Scene two: Bestowing Wisdom. "Girls, Mommy bought a weed whacker. Incredible right? Girls!?! Where are you? I want you to see Mommy make our yard look beautiful. It's important for you girls. You need to know how to use a weed wacker in life.” Silence. Neither daughter in sight — truly, a rare moment.
Scene Two: Excitement. So I took the weed wacker from its box, popped some of the parts in place and presto! I had put together my first piece of yard equipment. It was a Saturday. (In hindsight, that was probably not the best day to start this project. It seemed all my neighbors were outside, landscaping up a storm ... and then there was me.)
Scene Three: Confusion. I have my peace bandana on my head, some old jeans on, and cowgirl boots on my feet. I'm ready for battle. Think of it - 90 degrees, and I have on cowgirl boots and jeans. I know, right? I look as though I'm getting ready to go on a Harley ride, but that's just me. I put on my red garden gloves and pull the cord.
Nothing.
Pull again. Nothing. Reread the instructions 100 more times - still no luck. I look up, everyone on the street seems to be watching me as I struggle with that weed wacker in my driveway. I feel like a science experiment and they are all the scientists.
Pull again.
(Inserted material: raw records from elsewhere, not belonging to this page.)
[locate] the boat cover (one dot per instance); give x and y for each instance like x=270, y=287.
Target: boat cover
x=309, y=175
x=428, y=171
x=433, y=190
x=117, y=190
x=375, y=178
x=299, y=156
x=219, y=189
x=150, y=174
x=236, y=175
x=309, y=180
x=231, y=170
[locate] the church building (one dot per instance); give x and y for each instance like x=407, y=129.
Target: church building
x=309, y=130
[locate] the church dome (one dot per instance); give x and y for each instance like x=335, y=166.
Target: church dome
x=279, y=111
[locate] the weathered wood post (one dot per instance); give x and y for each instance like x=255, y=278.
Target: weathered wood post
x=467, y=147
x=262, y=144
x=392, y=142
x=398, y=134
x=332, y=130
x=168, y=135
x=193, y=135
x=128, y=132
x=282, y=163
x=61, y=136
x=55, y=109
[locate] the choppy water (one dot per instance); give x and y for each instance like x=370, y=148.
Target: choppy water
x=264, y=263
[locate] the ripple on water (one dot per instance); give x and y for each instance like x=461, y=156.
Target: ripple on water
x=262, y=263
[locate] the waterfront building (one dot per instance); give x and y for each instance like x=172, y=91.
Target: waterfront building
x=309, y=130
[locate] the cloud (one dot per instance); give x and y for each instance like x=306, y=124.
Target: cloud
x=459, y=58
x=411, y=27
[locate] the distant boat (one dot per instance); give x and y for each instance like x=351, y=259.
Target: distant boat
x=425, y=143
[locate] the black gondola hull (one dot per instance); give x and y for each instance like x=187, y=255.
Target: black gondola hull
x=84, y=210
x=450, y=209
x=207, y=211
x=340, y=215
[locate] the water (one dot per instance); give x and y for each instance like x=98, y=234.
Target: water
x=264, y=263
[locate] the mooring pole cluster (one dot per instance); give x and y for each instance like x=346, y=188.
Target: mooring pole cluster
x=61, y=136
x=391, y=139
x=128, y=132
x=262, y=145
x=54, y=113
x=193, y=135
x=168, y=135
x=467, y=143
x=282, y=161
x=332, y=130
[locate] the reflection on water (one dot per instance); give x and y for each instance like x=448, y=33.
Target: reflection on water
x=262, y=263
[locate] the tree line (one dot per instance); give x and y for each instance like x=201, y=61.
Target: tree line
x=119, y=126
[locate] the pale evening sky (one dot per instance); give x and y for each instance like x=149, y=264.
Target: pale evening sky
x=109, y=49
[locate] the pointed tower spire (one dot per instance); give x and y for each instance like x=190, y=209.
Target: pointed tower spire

Nothing! Suddenly two voices. Both my daughters yell out their windows, "Call daddy!!!!" No way.
People walking by my house suddenly came to a stop. Perspiration is running down my back in rivers; no one is helping me. I'm too proud to ask. I start signing, "I am woman, I am strong, and I can get this fri*#ing thing started."
Two hours, four pounds, and innumerable tears later, I grab that weed wacker by its puny little engine and say, "Today you won this battle, tomorrow I will win the war. You SOB! Be very afraid in the shed tonight. Be very afraid.”